Almost every moment of beauty so far in the NBA Finals has been obscured by something hideous. The Nets and the San Antonio Spurs are crossing new frontiers of offensive ineptitude.
But when Ginobili launched a 3-pointer that could have tied the game with three seconds remaining, the struggles of the previous 48 minutes were forgotten for a moment.
Strangely enough, these teams' relatively equal awfulness has produced a tense series with the promise of genuine drama -- or at least more tragi-comedy.
K-Mart leads
Kenyon Martin had 20 points and 13 rebounds, and Ginobili badly missed the next-to-last shot in the Nets' bruising 77-76 victory over the Spurs in Game 4 Wednesday night.

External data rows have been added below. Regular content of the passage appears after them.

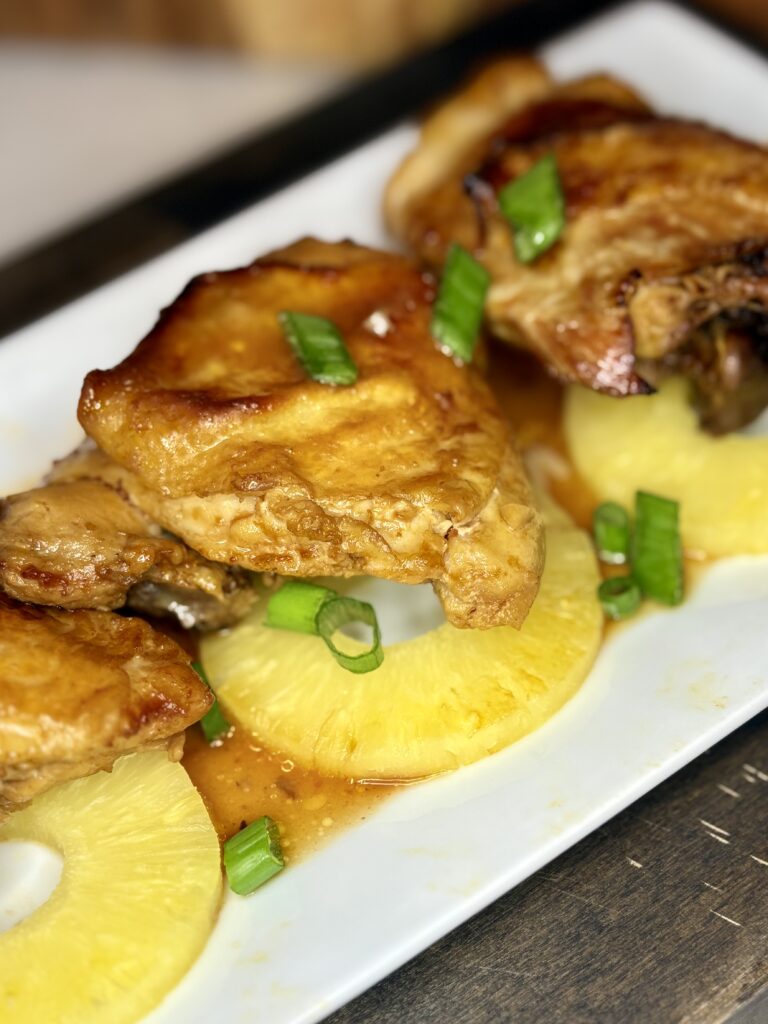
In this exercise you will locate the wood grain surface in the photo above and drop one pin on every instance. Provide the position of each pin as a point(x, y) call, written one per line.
point(658, 918)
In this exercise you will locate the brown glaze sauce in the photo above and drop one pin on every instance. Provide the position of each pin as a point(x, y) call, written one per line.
point(240, 780)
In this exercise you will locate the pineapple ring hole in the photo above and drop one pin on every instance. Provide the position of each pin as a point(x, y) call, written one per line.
point(403, 610)
point(30, 873)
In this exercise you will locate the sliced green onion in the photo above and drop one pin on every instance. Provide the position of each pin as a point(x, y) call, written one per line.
point(458, 310)
point(657, 556)
point(253, 856)
point(610, 525)
point(534, 205)
point(295, 606)
point(340, 611)
point(318, 347)
point(213, 723)
point(620, 596)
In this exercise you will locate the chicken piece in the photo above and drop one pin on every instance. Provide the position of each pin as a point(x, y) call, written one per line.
point(213, 428)
point(666, 246)
point(78, 689)
point(84, 545)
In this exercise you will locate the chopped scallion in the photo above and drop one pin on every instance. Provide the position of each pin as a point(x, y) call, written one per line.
point(657, 555)
point(620, 597)
point(295, 606)
point(253, 856)
point(458, 310)
point(213, 723)
point(610, 525)
point(535, 207)
point(305, 607)
point(340, 611)
point(318, 346)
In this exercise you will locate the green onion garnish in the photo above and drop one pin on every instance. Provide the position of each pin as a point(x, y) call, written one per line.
point(253, 856)
point(610, 524)
point(534, 205)
point(458, 310)
point(295, 606)
point(305, 607)
point(620, 596)
point(318, 347)
point(340, 611)
point(657, 555)
point(213, 723)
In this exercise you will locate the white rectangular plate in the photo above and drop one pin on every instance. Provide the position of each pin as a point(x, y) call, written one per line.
point(663, 690)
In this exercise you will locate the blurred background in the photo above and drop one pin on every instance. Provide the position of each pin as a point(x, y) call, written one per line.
point(101, 98)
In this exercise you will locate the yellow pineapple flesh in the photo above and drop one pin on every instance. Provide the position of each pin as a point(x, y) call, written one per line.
point(138, 894)
point(654, 442)
point(439, 700)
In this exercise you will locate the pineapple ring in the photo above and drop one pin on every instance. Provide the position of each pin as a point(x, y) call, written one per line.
point(439, 700)
point(138, 895)
point(654, 443)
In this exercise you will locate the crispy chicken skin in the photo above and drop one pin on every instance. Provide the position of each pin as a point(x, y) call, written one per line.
point(78, 689)
point(84, 545)
point(667, 232)
point(212, 427)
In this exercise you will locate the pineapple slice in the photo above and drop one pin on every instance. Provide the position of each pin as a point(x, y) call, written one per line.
point(138, 894)
point(439, 700)
point(654, 443)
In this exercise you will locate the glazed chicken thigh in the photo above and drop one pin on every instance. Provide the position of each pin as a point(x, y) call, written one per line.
point(663, 265)
point(83, 545)
point(78, 689)
point(213, 428)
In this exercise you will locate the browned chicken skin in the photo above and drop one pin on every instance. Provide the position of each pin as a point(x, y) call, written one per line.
point(83, 545)
point(664, 262)
point(78, 689)
point(213, 429)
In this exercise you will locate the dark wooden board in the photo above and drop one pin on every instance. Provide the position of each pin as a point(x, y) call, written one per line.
point(660, 916)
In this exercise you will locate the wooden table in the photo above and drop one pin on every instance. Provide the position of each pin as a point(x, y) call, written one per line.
point(658, 918)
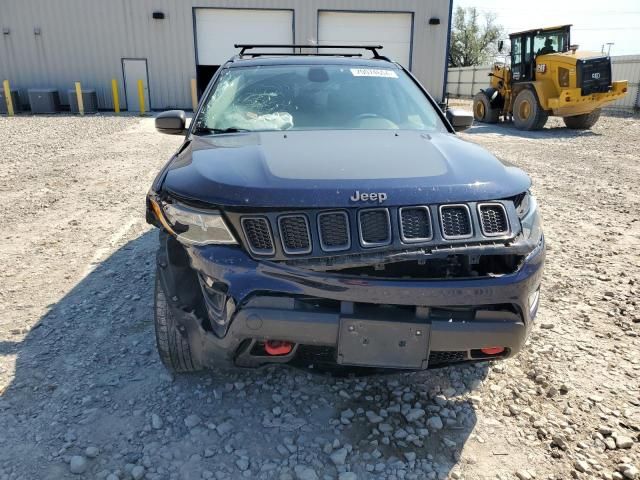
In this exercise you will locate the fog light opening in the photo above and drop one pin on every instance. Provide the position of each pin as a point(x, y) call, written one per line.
point(534, 297)
point(492, 350)
point(277, 347)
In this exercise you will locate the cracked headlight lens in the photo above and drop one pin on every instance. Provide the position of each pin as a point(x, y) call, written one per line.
point(195, 226)
point(530, 218)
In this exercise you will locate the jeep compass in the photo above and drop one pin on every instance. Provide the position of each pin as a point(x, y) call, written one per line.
point(322, 205)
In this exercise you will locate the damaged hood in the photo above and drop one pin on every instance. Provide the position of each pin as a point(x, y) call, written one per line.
point(326, 168)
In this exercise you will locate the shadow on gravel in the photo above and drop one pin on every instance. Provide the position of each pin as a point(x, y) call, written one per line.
point(509, 130)
point(88, 375)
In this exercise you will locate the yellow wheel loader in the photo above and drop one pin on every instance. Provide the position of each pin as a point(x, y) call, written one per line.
point(548, 76)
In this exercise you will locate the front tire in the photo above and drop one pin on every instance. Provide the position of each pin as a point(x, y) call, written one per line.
point(482, 110)
point(527, 112)
point(173, 346)
point(584, 121)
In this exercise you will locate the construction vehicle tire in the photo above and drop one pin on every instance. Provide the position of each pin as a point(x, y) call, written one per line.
point(584, 121)
point(482, 110)
point(527, 112)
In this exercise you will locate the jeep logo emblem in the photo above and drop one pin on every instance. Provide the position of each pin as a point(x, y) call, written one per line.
point(368, 196)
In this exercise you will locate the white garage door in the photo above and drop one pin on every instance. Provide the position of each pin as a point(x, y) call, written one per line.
point(391, 30)
point(217, 30)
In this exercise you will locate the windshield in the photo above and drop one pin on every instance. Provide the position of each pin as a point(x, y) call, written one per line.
point(311, 97)
point(550, 42)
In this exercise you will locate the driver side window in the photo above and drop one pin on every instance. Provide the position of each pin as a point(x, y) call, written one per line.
point(516, 57)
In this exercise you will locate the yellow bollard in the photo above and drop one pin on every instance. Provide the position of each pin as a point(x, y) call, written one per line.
point(194, 95)
point(79, 97)
point(7, 97)
point(116, 99)
point(141, 96)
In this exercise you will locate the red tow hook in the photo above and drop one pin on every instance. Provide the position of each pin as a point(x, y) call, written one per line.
point(492, 350)
point(278, 347)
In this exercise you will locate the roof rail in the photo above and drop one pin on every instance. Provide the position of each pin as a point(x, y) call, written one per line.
point(372, 48)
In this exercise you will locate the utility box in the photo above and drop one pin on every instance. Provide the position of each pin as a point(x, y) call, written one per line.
point(15, 98)
point(44, 100)
point(89, 100)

New Jersey's first home finals victory evened the series at 2-2, with Game 5 Friday night at the Meadowlands.
Martin personified the Nets' ragged determination on a play that probably determined the game. New Jersey trailed by a point with 1:16 remaining when Richard Jefferson drove the lane and passed to Martin, whose shot was blocked by Tim Duncan.
Martin grabbed the ball and went up again, and Duncan blocked it again. Martin snarled as he grabbed the ball again; the third time up, he drew a foul, and his two free throws put New Jersey ahead for good.
"We're not satisfied," Martin said. "I wasn't satisfied when he blocked the first one and got it back and blocked the second one. I was going to make something happen.
"That's the attitude of this team. We are never going to quit until it's over."
Horrible shooting
Jefferson added 18 points and 10 rebounds, and Jason Kidd had 16 points, nine assists and eight rebounds despite another horrible shooting performance. The Nets survived an 11-point third quarter that was just the start of their troubles.
They shot 36 percent. They blew a 15-point lead. They didn't have a basket in the final four minutes. They allowed Ginobili to get open on the final inbounds play.
But their woes were nothing compared to the Spurs' miserable offensive performance. San Antonio shot 29.8 percent (26-of-90) -- the third-worst shooting game in NBA Finals history.
Duncan had 23 points, 17 rebounds and seven blocks, but Tony Parker's 1-for-12 performance lowlighted an erratic team effort.
Put them together, and it's no wonder Martin left the court shrugging his shoulders and grinning sheepishly. There have been only three lower-scoring games in the finals since the advent of the shot clock in 1954.
"Shooting was a little bit of a problem," Spurs coach Gregg Popovich said.
Added Nets coach Byron Scott: "We struggled offensively, but the good thing is, so did they, the whole game."
After Martin won his low-post battle with Duncan, New Jersey stayed ahead by controlling the ball for 45 straight seconds during the final minute. The Nets got two offensive rebounds before Kidd made two free throws with 9.1 seconds remaining for a three-point lead.
After a quick jumper by Duncan and two more free throws by Kidd in the hushed arena, the Spurs executed a pretty cross-court inbounds pass. Ginobili got a clear look at the basket after a pump-fake, but the Argentine guard barely got it to the rim, where Kidd swatted it away.
Duncan made a jumper as time expired -- but San Antonio needed three points to tie, not two.